Und der war schön! Während sich die Sonne über die Hügel arbeitete und den Tau auf den Wiesen zum Glitzern brachte, erkundeten wir zuerst den Garten des Cottages, dann den Weg, der tiefer in den Wald hinein führt. Wir fanden Geheimgänge ins Gebüsch, ein ideales Schatzversteck in einem hohlen Baum, einen eingezäunten und umwachsenen, kreisrunden Tümpel mitten auf einer Schafweide, über die der mit lustigen Tierbildern ausgewiesene Wanderweg führte. Und Janis, der Finder, entdeckte eine uralte Pfundmünze im Dreck, die bestimmt mehrere Jahre dort gelegen hat.

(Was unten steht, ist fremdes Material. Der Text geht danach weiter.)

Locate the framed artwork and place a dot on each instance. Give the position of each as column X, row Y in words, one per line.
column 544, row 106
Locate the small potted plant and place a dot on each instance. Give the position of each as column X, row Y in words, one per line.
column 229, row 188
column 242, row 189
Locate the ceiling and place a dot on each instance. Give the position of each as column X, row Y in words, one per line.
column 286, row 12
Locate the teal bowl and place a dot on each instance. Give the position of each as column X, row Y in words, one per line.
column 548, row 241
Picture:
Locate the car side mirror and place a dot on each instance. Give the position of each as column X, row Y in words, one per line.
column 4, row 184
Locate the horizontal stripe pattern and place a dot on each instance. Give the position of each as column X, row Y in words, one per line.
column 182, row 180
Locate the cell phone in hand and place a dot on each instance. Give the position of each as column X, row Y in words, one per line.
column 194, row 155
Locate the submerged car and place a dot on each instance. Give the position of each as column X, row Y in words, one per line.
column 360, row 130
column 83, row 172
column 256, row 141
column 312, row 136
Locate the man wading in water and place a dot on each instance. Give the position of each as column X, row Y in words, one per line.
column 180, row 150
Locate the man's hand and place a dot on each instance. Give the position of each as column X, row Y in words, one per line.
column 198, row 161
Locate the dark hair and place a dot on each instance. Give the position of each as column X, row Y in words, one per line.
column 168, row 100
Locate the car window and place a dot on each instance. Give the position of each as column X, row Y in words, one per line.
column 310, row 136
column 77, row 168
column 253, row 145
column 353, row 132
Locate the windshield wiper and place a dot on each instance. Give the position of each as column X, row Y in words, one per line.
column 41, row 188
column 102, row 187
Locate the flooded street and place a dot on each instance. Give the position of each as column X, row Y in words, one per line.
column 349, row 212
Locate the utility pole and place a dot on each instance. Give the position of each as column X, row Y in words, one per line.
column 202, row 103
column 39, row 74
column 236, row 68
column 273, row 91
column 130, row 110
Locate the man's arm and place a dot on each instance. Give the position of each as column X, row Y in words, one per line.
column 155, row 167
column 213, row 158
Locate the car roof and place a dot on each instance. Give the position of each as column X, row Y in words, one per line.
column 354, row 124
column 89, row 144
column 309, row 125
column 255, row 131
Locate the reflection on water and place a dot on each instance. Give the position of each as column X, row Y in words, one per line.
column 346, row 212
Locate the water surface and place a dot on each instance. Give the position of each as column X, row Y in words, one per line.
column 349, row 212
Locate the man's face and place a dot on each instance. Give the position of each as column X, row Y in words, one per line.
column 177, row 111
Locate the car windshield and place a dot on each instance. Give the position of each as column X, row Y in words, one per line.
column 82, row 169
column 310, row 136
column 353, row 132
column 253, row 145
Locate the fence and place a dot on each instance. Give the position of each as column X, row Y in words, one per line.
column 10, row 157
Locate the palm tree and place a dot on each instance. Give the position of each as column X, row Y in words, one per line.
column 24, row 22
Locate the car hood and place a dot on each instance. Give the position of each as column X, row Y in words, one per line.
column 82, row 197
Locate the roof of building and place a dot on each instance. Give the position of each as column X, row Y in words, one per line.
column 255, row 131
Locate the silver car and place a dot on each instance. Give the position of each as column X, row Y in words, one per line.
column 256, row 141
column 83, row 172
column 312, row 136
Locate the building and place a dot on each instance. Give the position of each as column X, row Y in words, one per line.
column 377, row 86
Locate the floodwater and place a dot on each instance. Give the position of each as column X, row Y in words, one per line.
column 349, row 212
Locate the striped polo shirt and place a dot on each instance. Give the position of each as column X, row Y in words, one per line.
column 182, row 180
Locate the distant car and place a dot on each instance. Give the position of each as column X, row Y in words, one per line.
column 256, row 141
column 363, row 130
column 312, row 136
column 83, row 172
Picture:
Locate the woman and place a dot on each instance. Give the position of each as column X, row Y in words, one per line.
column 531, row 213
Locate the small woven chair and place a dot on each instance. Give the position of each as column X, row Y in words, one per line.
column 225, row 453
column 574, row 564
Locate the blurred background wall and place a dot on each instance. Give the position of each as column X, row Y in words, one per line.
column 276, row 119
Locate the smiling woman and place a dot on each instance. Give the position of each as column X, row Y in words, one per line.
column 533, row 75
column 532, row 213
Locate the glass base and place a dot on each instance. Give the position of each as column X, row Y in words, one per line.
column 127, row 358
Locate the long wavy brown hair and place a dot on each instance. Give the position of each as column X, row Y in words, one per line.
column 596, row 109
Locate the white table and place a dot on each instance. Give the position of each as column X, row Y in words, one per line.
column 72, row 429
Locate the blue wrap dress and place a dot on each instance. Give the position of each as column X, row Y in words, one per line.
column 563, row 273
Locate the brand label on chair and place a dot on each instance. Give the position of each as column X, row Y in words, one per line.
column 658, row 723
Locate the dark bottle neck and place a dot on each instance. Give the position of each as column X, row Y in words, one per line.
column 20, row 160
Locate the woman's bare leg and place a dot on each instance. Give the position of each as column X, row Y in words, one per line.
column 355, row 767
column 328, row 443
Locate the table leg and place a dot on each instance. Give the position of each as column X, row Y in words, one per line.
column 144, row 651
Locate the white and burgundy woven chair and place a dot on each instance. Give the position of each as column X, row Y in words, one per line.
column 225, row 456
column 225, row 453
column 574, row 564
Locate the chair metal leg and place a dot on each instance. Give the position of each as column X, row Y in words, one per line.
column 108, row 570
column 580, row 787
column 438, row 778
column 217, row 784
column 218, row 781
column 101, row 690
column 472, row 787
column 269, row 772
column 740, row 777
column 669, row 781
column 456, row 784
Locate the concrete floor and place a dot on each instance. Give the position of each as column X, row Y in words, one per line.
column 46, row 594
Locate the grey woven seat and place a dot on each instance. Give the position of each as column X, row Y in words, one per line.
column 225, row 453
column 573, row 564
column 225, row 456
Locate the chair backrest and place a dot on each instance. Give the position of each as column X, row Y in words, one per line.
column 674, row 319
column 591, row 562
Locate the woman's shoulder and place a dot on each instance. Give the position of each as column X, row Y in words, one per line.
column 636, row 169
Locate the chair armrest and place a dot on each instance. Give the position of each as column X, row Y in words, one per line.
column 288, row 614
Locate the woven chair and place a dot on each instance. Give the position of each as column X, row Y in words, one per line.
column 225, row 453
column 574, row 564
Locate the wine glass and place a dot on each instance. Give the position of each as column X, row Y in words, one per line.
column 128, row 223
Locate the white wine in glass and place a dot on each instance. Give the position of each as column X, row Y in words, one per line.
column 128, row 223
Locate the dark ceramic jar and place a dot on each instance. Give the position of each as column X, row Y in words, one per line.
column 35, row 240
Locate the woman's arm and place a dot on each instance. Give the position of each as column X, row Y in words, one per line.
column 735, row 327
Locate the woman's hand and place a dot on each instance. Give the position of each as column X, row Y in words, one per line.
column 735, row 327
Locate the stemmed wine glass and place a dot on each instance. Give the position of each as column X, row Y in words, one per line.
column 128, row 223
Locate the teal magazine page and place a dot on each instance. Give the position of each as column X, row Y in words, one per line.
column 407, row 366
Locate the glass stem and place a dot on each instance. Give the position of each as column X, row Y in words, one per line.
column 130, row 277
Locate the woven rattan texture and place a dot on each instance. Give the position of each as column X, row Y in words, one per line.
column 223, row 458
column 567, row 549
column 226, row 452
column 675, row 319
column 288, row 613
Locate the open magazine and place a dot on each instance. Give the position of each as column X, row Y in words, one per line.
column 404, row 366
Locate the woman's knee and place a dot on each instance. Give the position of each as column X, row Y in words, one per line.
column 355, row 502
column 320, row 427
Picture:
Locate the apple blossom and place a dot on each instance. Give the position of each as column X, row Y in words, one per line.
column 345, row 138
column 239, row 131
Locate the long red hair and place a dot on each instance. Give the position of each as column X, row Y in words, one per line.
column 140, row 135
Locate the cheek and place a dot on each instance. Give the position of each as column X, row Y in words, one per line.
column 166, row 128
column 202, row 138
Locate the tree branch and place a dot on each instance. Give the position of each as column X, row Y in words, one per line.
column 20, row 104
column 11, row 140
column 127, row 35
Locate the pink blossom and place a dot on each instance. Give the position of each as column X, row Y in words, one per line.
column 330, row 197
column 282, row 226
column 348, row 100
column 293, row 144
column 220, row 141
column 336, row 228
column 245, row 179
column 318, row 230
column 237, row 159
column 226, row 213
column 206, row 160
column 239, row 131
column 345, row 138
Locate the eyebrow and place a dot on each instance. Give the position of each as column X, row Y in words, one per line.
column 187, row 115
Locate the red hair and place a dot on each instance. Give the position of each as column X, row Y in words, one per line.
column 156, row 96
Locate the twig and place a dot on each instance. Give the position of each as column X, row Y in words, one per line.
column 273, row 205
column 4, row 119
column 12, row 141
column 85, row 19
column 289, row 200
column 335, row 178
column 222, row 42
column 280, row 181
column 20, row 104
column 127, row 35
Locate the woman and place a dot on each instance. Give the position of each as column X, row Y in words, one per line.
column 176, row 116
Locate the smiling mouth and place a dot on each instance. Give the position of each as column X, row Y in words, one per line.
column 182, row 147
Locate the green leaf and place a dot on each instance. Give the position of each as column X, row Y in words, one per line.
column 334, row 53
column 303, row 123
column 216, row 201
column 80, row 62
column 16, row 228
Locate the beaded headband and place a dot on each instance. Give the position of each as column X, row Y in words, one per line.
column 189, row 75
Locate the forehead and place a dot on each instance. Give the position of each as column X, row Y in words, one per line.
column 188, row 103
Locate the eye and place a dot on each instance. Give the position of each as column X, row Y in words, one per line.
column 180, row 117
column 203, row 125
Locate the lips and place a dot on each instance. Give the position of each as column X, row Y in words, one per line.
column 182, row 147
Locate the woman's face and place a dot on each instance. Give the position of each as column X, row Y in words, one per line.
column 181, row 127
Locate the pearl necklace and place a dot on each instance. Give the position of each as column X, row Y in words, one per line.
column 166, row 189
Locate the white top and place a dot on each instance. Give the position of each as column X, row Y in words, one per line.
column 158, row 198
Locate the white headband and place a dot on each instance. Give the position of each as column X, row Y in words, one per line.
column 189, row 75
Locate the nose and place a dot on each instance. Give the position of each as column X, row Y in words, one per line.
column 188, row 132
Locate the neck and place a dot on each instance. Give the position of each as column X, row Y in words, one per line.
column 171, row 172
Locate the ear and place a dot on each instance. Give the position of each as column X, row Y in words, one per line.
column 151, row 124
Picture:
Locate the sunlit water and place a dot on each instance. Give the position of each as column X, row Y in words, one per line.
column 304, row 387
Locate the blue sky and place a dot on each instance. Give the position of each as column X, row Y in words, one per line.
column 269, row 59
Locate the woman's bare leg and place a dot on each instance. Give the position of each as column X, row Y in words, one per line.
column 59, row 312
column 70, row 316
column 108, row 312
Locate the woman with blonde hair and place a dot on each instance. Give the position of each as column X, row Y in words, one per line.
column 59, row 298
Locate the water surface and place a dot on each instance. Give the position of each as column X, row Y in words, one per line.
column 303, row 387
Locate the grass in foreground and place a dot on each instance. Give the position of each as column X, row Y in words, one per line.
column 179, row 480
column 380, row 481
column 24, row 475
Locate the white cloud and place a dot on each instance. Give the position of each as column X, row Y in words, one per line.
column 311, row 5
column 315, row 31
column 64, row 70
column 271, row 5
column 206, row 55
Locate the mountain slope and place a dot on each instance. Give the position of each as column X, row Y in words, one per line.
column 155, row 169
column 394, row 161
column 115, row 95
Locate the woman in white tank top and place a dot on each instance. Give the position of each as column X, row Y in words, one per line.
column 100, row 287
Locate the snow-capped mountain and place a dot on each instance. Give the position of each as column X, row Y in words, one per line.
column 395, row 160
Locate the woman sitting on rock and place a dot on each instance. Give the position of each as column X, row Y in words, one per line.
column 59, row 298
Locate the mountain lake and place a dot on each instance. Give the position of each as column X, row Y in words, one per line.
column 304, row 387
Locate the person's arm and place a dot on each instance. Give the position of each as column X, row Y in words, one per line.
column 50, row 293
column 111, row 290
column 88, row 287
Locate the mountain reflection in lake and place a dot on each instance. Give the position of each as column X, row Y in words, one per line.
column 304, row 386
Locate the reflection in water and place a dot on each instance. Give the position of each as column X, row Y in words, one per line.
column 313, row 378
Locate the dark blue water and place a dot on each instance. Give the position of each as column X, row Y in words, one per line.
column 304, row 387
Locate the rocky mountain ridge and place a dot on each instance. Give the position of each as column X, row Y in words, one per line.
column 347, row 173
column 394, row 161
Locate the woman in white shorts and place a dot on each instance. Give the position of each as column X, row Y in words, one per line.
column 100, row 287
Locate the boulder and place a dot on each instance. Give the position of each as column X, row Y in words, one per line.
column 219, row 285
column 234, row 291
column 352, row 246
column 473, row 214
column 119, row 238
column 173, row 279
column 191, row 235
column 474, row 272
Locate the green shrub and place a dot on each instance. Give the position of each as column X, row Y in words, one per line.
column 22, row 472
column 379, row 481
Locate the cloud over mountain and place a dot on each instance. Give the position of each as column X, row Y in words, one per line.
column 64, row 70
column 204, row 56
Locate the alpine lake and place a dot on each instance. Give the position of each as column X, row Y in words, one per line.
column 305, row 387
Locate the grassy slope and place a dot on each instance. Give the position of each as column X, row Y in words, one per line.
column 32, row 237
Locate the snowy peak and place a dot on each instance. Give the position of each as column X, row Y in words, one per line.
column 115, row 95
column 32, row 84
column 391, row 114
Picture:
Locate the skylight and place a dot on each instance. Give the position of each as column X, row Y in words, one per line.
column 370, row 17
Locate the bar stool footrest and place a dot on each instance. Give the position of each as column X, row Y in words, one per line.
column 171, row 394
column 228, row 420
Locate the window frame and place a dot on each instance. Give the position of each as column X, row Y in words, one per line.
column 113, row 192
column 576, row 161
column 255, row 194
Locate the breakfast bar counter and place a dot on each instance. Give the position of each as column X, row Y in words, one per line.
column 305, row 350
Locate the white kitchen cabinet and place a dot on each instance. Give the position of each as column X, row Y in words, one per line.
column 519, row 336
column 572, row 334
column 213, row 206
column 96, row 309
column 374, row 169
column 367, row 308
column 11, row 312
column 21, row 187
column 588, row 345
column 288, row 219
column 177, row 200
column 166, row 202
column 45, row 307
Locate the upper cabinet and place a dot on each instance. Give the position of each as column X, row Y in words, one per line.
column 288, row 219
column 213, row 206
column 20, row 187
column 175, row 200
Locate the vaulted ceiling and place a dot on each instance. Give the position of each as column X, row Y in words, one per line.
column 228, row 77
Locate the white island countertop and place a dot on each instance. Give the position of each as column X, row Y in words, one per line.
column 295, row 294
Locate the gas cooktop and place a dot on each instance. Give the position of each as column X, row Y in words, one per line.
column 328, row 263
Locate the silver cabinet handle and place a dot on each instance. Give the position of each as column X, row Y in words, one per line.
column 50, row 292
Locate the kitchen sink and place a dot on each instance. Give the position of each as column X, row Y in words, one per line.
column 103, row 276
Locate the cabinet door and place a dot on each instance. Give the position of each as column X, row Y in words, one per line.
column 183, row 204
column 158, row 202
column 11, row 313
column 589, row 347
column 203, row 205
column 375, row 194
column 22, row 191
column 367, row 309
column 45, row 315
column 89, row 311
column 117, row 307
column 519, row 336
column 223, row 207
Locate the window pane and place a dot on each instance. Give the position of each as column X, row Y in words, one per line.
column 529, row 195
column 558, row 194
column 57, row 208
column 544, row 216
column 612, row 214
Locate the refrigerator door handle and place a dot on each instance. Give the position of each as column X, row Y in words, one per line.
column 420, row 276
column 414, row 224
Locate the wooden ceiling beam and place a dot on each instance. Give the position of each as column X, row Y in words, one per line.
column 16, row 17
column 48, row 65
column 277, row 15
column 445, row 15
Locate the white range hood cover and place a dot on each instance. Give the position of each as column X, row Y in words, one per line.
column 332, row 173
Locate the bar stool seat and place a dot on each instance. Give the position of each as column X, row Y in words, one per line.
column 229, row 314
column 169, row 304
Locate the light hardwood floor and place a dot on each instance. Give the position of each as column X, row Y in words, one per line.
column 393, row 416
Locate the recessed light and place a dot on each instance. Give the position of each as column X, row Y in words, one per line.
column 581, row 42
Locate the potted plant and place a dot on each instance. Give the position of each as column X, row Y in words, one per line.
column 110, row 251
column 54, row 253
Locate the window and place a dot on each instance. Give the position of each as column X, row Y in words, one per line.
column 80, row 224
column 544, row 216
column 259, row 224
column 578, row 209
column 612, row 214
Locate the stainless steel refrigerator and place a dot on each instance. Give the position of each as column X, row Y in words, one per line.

Eine Stunde später gaben wir wieder den Türcode in das futuristisch anmutende Haustürschloss an, das an dem uralten Cottage so fehl am Platz wirkt. Da stand Martin bereits in der Küche und kochte Porridge. Janis und ich deckten den Tisch, und pünktlich zum Frühstück bequemte sich auch Silas aus dem Bett. Nach dem Essen bereiteten wir in aller Seelenruhe ein Picknick vor, während Janis seinem Bruder seine Entdeckungen im Hostel-Garten zeigte. Die Berufspendler wollten wir gerne erst alle vorlassen, und außerdem ist der Tagespass nach der morgendlichen Stoßzeit ein ganzes Stück billiger.
Jetzt sitzen wir im Zug in die Hauptstadt. Auf unserem Programm steht heute vor allem das British Museum. Ägyptische Mumien haben wir andernorts schon genug gesehen, aber den Stein von Rosetta wollen wir uns nicht entgehen lassen.
Diesen Eintrag meines Reisetagebuchs habe ich am 12. August 2013 verfasst. Mehr England-Reiseberichte aus jenem Familienurlaub inklusive Karte gibt es in unserem England-Inhaltsverzeichnis. Der chronologisch nächste Artikel ist dieser hier:
Da werden Erinnerungen wach an den Grund für frühes Aufstehen in Rethwisch. Und an Porridge. ;-)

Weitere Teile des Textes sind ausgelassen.